Why do you want to move? Do you feel stuck where you currently live? Are you looking for people who share your values? Do you want to start over and be a different person?
Whatever your reason, my best advice is to move because you have things to look forward to, not just because you want to get away from where you are. Think carefully about why you really want to move away, and where you want to move to.
You may also find it helpful to start a journal as you are going through this process. It makes it easier to get your thoughts straight, and you can jot down important thoughts as they come. Moving is a big decision, and writing will help you think more carefully!
How Will You Make It Happen?
I moved six months after making the decision, but you may need more time to plan and save up. I had $6,000 saved up, and sold all my belongings, except for what would fit in my car, then drove to my new city and stayed with a friend while looking for an apartment.
How can you successfully make the move? Of course, not everyone will have a friend in their place of interest. Assuming you will be renting, other options are temporarily staying in an AirBnB, a hotel, or signing a lease before moving (which either involves visiting beforehand or taking a risk and signing a lease before seeing a place, which is something I do not recommend).
The main idea is that you need some money saved up before moving. If you have debt, you should consider if it is worth it to delay paying that off in order to save up for moving costs. The only way I would recommend that is if you know you could land a job in the new area that would make more money than you are currently making.
You should also consider applying for jobs and setting up interviews in advance. Even if it's not your dream job, you will be much better off if you have a few options and are able to start work quickly.
To figure out how much you need to save beforehand, you will need to know a number of things about the place you want to go. Read on for more details!
Where Do You Want To Live?
You should do some thorough research on wherever you pick. How much is the cost of living in comparison to where you are now? How much would you need to make to be able to afford living there? What kind of jobs are in the area that you qualify for, how much do they pay, and is it enough?
These questions may seem overwhelming, but it is important to be financially realistic when considering where you want to relocate to.
Other things to consider are the climate, culture, laws, and even language if you want to move somewhere foreign. Other than doing research, the best way to judge a new place is to actually visit it. It may take longer to save for the extra trip, but you may find something unexpected while seeing the place in person that you never came across online.
How Much It Will Cost?
Since I moved in my own car and sold most of my stuff, I saved a lot of money on moving trucks and storage. What expenses do you need to save for? Gas, moving trucks, all living expenses for at least a month while you search for a job (rent, electric, water, gas, internet, renter and car insurance, etc), a temporary place to stay if you are unable to set one up before moving, essential groceries, and a mattress (if you aren't taking one with you).
Consider all expenses from during the move up until you land a job, especially those that are unique to your own personal situation (like medications and doctor's visits). Also keep in mind that you may not be able to afford the same quality of living as you do now, at least not right away (for example, eating out frequently might have to be replaced with cooking more often in order to save on cash).
Leaving Family and Friends
When I told everyone I wanted to move, my family was skeptical and worried that I couldn't make it on my own. My friends clung to me like they would never see me again, and I could see they were afraid of losing my friendship because of the distance.
It was discouraging when people weren't as supportive as I thought they would be, and I felt less confident because of that.

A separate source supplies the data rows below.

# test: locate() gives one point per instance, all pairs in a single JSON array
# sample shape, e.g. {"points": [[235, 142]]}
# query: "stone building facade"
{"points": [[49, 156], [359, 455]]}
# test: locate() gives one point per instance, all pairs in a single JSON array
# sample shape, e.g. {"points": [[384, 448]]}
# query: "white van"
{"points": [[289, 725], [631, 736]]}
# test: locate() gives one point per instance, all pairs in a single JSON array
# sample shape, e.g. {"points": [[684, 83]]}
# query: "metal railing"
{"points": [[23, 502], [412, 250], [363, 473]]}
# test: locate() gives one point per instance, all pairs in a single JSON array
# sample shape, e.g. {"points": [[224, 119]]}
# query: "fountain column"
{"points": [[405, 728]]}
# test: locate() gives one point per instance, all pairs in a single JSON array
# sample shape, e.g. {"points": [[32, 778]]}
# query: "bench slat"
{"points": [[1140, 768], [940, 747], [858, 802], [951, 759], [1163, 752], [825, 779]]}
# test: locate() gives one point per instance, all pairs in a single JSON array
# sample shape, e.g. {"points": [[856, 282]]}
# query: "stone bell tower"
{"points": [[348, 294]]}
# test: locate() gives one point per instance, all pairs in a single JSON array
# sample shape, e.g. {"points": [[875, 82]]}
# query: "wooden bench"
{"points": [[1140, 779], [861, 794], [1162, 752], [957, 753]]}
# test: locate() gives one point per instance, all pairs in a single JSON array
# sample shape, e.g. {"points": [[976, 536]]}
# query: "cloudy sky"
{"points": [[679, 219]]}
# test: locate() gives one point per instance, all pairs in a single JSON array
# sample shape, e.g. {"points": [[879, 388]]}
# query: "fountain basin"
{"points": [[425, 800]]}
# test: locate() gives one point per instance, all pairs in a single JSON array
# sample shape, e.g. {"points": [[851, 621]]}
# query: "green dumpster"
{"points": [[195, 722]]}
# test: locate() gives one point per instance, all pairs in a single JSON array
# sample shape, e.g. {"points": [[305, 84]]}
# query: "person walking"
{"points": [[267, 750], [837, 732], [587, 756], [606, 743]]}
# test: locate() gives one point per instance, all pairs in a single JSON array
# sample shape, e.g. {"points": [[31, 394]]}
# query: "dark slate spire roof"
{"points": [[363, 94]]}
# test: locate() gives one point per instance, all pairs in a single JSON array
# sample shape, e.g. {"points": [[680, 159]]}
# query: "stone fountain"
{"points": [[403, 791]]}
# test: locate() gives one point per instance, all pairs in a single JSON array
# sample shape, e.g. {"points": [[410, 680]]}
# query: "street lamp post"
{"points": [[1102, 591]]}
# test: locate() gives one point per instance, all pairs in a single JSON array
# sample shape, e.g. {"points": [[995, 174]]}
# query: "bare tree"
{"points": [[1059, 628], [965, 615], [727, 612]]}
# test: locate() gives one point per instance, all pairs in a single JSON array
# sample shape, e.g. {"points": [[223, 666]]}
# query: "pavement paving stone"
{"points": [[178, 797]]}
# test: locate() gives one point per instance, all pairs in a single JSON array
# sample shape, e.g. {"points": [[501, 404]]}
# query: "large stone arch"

But the truth is that they were just instilling their own fears, anxieties, and worries in me.
If you have similar experiences while planning to move, don't lose heart! This is your life, and you deserve to create the one that works best for you. If you plan well, save up, and work hard to find a job that will support you, then your plans will work out. It's okay to remind your loved ones that you've got it under control. Never stop dreaming.
Best of luck and safe travels!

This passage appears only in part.